Я уже приводил слова сообщения: «На поле боя остаются тысячи немецких трупов». В такой неконкретной расширительной формулировке это звучит преувеличением. Однако не следует забывать и другого. Из немецких документов о людских потерях вермахта во Второй мировой войне явствует, что за первые шестьдесят дней войны на Восточном фронте немецкая армия лишилась стольких солдат, сколько она потеряла за предшествующие шестьсот шестьдесят дней на всех фронтах, то есть за время захвата Польши, Франции, Бельгии, Голландии. Норвегии, Дании, Югославии, Греции, включая бои за Дюнкерк и в Северной Африке. Соотношение потерь достаточно разительное — один к одиннадцати.

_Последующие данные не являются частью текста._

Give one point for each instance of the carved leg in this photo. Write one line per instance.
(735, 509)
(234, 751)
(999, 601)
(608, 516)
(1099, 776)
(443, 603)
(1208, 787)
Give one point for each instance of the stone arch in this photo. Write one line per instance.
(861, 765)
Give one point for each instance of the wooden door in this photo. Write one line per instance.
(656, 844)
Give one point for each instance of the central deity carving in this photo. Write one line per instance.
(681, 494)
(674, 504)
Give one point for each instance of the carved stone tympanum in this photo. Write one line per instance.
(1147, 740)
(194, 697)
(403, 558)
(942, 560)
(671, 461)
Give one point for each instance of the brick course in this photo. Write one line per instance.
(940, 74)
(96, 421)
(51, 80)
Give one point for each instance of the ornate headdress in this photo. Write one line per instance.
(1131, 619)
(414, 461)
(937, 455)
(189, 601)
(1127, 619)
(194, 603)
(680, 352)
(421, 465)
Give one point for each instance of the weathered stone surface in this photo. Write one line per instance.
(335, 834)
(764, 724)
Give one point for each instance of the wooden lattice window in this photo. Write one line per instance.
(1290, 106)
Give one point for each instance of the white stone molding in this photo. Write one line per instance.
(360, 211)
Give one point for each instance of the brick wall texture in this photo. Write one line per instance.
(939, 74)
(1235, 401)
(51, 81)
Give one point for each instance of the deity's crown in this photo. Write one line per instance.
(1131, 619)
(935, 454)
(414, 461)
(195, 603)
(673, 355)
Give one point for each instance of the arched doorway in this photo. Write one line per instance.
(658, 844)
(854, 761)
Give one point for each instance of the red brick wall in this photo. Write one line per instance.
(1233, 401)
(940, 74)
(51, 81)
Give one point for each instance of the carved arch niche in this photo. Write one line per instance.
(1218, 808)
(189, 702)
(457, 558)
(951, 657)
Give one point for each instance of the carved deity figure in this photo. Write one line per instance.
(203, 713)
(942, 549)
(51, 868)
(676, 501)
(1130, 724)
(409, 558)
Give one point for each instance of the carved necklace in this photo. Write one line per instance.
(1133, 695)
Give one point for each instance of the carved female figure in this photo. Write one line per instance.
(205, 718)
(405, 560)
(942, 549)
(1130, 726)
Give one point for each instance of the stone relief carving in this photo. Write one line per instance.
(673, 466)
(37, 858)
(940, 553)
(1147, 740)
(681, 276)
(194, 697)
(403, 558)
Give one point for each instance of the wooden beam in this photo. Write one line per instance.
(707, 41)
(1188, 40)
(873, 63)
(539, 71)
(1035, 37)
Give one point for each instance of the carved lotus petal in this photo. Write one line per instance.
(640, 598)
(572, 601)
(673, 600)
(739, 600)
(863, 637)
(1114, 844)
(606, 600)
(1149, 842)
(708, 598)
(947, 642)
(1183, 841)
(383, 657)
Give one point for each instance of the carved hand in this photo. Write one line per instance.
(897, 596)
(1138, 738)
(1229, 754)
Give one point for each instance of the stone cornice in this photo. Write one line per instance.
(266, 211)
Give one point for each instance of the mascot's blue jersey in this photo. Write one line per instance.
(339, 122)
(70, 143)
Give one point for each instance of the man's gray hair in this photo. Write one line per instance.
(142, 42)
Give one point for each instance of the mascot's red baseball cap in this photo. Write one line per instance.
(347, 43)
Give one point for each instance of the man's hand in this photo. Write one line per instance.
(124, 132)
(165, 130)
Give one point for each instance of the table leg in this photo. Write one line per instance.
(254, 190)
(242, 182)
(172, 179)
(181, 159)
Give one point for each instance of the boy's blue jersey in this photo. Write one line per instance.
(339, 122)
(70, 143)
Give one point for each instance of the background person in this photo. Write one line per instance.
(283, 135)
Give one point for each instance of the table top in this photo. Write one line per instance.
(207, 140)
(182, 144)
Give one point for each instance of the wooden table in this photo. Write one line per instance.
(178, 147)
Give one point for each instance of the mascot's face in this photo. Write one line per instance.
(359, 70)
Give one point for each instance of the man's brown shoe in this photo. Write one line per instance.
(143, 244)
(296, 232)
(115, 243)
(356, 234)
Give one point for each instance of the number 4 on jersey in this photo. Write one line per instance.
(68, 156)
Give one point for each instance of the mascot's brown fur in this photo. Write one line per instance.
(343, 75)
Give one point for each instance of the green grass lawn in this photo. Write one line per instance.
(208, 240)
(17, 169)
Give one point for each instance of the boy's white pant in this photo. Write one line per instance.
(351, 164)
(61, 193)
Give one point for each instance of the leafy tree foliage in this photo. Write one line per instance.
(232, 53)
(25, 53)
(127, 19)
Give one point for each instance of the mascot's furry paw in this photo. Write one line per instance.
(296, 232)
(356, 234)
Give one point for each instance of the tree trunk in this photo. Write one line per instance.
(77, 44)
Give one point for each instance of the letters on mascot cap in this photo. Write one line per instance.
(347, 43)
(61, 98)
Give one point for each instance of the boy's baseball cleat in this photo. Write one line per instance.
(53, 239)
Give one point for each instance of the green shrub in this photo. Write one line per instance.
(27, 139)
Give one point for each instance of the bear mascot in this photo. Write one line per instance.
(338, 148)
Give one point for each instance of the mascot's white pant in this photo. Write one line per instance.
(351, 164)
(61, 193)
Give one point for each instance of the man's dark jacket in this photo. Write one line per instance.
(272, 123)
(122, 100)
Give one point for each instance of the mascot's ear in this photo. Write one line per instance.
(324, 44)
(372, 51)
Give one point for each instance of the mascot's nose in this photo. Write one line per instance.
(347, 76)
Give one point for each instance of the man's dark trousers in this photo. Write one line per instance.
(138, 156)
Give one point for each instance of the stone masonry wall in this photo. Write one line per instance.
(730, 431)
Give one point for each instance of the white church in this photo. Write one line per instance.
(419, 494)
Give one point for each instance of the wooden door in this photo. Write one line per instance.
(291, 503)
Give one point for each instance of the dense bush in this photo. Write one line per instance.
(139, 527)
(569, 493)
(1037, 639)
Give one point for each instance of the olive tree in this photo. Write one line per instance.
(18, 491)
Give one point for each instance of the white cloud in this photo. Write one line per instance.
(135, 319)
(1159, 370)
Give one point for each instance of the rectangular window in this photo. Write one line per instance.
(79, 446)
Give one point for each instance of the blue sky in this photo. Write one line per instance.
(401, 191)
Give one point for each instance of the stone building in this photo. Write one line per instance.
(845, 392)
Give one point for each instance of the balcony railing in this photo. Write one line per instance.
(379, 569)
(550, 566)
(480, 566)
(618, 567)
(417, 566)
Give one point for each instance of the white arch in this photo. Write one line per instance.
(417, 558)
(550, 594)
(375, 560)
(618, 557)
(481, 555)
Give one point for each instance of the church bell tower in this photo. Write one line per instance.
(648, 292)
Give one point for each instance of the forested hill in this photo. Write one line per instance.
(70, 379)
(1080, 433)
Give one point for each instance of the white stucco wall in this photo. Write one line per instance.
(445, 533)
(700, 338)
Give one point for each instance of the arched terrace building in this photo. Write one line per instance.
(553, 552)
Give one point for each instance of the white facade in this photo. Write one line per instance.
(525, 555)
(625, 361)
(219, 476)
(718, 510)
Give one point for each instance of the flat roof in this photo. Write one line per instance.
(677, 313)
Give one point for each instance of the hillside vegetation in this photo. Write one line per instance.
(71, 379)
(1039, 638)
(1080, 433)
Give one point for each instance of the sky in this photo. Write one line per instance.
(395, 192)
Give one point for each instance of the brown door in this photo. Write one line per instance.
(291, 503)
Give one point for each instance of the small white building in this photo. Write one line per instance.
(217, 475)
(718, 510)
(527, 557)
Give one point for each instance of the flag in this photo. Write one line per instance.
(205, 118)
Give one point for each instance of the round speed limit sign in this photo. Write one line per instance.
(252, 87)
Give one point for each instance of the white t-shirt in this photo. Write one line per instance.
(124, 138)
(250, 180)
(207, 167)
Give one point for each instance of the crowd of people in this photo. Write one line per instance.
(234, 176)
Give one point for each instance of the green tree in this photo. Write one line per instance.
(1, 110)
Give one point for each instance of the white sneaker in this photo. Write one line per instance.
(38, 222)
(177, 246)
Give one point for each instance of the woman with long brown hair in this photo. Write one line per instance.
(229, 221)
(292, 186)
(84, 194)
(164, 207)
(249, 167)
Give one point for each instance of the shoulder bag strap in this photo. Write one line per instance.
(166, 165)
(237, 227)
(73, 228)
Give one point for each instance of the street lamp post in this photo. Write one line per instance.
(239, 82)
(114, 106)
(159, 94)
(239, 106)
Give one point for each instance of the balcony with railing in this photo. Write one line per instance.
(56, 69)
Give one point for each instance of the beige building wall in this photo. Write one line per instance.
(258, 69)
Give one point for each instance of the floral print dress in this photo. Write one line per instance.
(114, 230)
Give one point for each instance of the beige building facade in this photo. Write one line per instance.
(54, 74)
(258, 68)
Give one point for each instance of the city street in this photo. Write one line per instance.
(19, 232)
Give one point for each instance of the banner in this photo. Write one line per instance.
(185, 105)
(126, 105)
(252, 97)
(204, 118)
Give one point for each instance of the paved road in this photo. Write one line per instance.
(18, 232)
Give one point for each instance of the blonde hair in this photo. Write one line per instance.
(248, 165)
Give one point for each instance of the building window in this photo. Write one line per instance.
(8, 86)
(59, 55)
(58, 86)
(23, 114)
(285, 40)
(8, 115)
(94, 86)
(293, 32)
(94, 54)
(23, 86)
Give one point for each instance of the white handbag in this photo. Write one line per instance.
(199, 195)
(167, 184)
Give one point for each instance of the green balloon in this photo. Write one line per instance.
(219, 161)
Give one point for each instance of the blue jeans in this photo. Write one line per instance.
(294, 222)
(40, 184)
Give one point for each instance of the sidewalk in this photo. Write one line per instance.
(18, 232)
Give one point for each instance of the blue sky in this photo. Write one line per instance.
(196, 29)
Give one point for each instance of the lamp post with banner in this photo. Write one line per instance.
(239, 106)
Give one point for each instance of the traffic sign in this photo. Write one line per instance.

Говоря об этом, я не забываю об огромности наших собственных потерь. Я привожу эти цифры, просто чтобы напомнить, что хотя начальник германского генерального штаба генерал Гальдер поспешил записать 3 июля 1941 года: «Не будет преувеличением, если я скажу, что поход против России выигран за одиннадцать дней», — этот поход все-таки начался с потерь, которых фашистские армии еще никогда до этого не несли во Второй мировой войне.